As an effort both to learn a little bit about Go and possibly as a production project for work, I took a crack at some log parsing code in Node and Go today.
The basic work required:
- Read lines from a syslog file.
- Parse relevant tags and body.
- Date, host, tag, message
- If the syslog message is JSON, parse it.
- There is no static structure, so a JSON-to-struct mapping won’t work.
Eventually, we may push messages into some other location (Redis or Mongo, most likely).
I know Node decently well and I chose Go as it’s a recent darling. Now, it’s been a while since I’ve done anything resembling system-level programming so I’m sure the code I wrote has a bunch of issues. I’m sure I could make better use of goroutines and I’m also not 100% sure if my use of bytes and strings is as performant as possible.

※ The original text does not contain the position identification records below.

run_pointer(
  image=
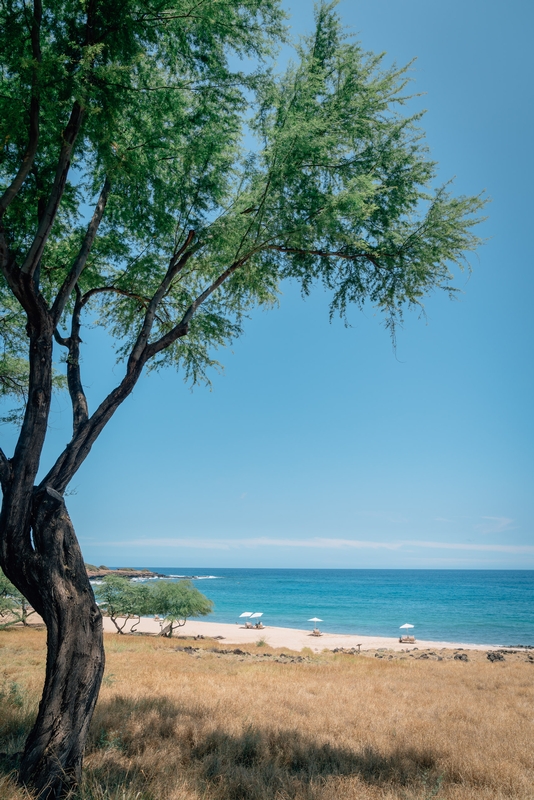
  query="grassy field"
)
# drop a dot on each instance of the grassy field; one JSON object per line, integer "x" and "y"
{"x": 196, "y": 725}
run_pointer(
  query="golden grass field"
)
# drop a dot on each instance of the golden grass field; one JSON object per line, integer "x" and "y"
{"x": 173, "y": 725}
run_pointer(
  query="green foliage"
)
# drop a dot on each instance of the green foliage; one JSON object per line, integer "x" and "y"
{"x": 178, "y": 602}
{"x": 121, "y": 599}
{"x": 13, "y": 605}
{"x": 338, "y": 190}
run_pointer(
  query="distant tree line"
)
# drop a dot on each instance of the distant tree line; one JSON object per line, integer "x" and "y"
{"x": 123, "y": 600}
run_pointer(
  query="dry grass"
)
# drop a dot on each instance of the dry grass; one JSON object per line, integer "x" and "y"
{"x": 178, "y": 726}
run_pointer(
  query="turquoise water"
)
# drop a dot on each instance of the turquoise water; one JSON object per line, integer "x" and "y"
{"x": 477, "y": 607}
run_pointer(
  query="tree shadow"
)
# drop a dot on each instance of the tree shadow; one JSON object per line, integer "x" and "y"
{"x": 258, "y": 764}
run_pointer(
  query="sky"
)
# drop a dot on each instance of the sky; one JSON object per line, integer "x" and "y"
{"x": 321, "y": 446}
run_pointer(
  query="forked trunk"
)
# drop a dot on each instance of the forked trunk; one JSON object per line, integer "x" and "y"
{"x": 52, "y": 760}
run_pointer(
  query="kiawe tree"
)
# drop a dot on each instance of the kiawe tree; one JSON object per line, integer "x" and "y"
{"x": 129, "y": 199}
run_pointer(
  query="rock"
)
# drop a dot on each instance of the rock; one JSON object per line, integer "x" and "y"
{"x": 494, "y": 656}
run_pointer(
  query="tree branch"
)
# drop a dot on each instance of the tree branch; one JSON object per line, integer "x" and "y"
{"x": 45, "y": 226}
{"x": 80, "y": 412}
{"x": 77, "y": 268}
{"x": 79, "y": 447}
{"x": 33, "y": 138}
{"x": 5, "y": 468}
{"x": 177, "y": 262}
{"x": 182, "y": 327}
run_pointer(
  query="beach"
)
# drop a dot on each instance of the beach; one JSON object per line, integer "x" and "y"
{"x": 290, "y": 638}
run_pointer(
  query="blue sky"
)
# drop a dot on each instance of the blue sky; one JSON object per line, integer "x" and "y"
{"x": 320, "y": 446}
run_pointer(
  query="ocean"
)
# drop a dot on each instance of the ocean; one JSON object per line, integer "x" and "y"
{"x": 475, "y": 607}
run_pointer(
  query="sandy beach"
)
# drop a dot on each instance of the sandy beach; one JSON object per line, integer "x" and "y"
{"x": 292, "y": 638}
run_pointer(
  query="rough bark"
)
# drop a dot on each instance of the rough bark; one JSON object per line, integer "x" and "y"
{"x": 61, "y": 593}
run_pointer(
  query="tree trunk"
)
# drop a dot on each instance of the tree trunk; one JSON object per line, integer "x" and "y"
{"x": 58, "y": 588}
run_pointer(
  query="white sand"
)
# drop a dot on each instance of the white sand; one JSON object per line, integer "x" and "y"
{"x": 291, "y": 638}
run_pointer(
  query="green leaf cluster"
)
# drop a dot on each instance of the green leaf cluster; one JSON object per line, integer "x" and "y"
{"x": 338, "y": 188}
{"x": 175, "y": 602}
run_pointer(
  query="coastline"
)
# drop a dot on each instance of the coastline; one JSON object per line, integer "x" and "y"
{"x": 292, "y": 638}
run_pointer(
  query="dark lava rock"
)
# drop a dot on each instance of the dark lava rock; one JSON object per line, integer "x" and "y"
{"x": 492, "y": 656}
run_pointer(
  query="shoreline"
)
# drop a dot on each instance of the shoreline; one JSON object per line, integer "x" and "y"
{"x": 292, "y": 638}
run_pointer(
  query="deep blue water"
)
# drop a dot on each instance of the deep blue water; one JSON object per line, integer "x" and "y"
{"x": 477, "y": 607}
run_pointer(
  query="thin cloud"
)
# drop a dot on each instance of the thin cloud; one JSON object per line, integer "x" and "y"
{"x": 327, "y": 544}
{"x": 495, "y": 525}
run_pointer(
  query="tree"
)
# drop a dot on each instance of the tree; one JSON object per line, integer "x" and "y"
{"x": 124, "y": 600}
{"x": 137, "y": 110}
{"x": 178, "y": 602}
{"x": 13, "y": 605}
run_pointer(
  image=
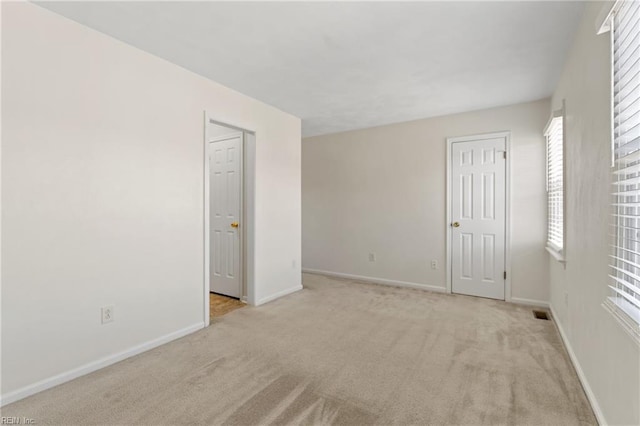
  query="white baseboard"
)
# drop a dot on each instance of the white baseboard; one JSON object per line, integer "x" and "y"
{"x": 279, "y": 295}
{"x": 376, "y": 280}
{"x": 530, "y": 302}
{"x": 576, "y": 365}
{"x": 95, "y": 365}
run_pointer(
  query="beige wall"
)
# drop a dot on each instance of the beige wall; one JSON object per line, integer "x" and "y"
{"x": 606, "y": 357}
{"x": 102, "y": 197}
{"x": 383, "y": 190}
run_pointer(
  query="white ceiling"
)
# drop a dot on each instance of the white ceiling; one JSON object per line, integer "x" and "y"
{"x": 346, "y": 65}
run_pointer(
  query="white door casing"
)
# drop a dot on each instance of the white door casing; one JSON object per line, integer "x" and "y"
{"x": 478, "y": 216}
{"x": 225, "y": 208}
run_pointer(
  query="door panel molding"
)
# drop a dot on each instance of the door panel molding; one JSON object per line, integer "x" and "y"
{"x": 247, "y": 211}
{"x": 449, "y": 230}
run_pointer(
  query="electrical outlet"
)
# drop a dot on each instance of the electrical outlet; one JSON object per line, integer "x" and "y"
{"x": 107, "y": 314}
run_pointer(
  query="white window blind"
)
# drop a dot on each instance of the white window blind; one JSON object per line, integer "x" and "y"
{"x": 555, "y": 184}
{"x": 625, "y": 257}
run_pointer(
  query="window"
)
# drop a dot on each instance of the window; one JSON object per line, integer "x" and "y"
{"x": 624, "y": 300}
{"x": 555, "y": 185}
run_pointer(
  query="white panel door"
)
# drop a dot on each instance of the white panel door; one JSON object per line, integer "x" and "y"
{"x": 225, "y": 185}
{"x": 478, "y": 213}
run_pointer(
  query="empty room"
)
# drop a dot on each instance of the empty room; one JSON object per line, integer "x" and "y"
{"x": 350, "y": 213}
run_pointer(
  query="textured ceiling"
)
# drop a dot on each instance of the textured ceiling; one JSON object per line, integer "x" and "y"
{"x": 346, "y": 65}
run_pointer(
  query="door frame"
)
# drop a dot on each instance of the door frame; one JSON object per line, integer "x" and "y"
{"x": 507, "y": 234}
{"x": 247, "y": 215}
{"x": 212, "y": 140}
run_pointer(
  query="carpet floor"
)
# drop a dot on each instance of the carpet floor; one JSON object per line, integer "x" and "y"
{"x": 338, "y": 352}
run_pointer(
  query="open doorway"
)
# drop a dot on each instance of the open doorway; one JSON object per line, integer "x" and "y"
{"x": 228, "y": 209}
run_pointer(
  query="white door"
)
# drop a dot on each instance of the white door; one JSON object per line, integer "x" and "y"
{"x": 225, "y": 185}
{"x": 478, "y": 214}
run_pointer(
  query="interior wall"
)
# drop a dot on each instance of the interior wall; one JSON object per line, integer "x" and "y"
{"x": 605, "y": 356}
{"x": 383, "y": 190}
{"x": 102, "y": 197}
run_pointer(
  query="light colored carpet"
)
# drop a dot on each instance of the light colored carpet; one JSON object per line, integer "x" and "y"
{"x": 220, "y": 305}
{"x": 338, "y": 352}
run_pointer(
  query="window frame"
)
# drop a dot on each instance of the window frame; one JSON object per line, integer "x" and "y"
{"x": 558, "y": 116}
{"x": 626, "y": 313}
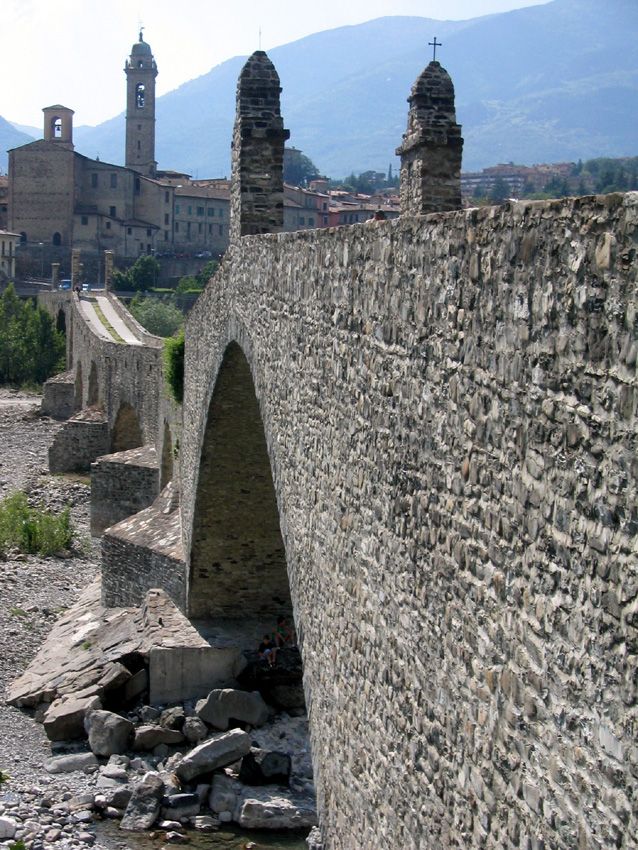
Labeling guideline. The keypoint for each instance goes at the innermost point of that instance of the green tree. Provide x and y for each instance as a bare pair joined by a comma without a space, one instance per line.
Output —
159,317
299,169
207,272
174,365
142,275
31,349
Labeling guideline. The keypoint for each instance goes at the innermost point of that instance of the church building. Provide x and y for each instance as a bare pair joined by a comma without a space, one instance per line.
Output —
58,197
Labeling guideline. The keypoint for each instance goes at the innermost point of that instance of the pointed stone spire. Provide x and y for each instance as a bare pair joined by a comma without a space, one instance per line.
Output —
257,152
432,147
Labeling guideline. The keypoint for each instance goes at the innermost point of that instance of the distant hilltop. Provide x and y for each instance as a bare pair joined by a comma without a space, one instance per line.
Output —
548,83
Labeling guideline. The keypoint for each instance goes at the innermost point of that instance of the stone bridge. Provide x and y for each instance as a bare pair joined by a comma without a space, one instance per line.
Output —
421,435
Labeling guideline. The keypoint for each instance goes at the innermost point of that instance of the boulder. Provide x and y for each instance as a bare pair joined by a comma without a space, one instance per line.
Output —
222,705
67,764
7,828
145,804
64,719
172,718
149,737
263,767
194,729
224,794
180,806
219,751
108,732
271,808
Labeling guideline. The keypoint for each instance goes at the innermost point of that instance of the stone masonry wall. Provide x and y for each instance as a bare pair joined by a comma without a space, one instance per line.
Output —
121,485
126,374
449,404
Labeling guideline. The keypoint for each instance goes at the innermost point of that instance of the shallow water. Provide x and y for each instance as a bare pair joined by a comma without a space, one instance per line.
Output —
229,837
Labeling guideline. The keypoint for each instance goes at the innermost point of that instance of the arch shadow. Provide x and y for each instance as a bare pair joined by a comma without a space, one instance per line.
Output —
79,389
94,388
126,432
238,561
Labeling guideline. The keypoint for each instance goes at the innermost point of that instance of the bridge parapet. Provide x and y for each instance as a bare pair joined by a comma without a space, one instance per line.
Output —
449,408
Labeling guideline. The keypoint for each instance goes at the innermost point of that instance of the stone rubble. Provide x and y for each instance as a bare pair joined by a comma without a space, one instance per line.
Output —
57,790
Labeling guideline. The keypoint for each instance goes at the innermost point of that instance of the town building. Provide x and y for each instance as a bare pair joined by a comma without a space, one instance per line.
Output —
8,244
59,198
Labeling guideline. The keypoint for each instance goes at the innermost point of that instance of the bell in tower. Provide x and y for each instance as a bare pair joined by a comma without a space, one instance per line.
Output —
140,70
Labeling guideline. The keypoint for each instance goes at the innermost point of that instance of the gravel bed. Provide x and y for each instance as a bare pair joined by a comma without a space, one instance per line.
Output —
33,591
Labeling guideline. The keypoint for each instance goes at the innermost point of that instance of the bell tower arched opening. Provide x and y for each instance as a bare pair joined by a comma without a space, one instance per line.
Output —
238,562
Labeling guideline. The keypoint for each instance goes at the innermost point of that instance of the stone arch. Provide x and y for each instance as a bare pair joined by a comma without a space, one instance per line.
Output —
166,470
79,389
126,431
94,387
238,561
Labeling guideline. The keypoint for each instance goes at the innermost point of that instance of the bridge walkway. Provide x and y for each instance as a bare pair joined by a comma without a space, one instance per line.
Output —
112,317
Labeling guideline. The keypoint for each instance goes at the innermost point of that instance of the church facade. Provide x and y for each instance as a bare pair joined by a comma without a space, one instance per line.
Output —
58,197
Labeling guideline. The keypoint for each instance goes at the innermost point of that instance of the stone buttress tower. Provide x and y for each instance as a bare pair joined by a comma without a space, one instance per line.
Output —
257,152
432,147
140,70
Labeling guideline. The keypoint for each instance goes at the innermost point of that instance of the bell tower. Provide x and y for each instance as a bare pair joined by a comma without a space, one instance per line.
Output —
140,70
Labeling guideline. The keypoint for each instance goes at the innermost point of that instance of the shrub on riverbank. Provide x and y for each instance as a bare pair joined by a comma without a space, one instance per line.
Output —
31,531
31,349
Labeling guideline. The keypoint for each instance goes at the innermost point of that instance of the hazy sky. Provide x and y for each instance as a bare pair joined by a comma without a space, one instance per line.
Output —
72,52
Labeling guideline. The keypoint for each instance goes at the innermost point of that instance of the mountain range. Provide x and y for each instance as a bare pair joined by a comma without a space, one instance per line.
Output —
541,84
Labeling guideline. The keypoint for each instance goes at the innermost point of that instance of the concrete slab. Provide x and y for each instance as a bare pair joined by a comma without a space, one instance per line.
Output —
183,673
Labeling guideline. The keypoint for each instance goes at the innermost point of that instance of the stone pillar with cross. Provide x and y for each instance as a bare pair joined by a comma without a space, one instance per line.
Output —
432,147
257,152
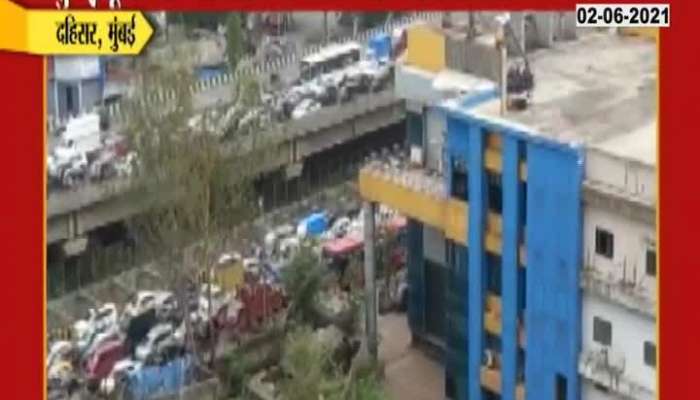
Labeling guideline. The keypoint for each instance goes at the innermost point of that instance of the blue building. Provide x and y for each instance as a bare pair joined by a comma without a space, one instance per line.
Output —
495,207
75,85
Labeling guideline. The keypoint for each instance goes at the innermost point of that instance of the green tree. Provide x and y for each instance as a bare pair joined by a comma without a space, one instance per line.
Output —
197,189
302,281
234,40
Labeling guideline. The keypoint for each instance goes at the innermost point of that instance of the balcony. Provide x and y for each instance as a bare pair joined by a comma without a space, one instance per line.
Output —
633,296
605,367
421,195
491,381
493,321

I list all these caveats because I was surprised to find the NodeJS version consistently ran in about half the time on a 1GB log.
On the Go side, I ended up using a somewhat hacky set of splits and joins on the lines as the regex library is known to not be mature quite yet.
Based on not reading the entire documentation for the JSON package, I didn’t realize it supported arbitrary document structure. Because of that, I used an external library which may not perform as well.
If there’s anybody out there with a bit more experience, let me know where I went wrong in the Go code!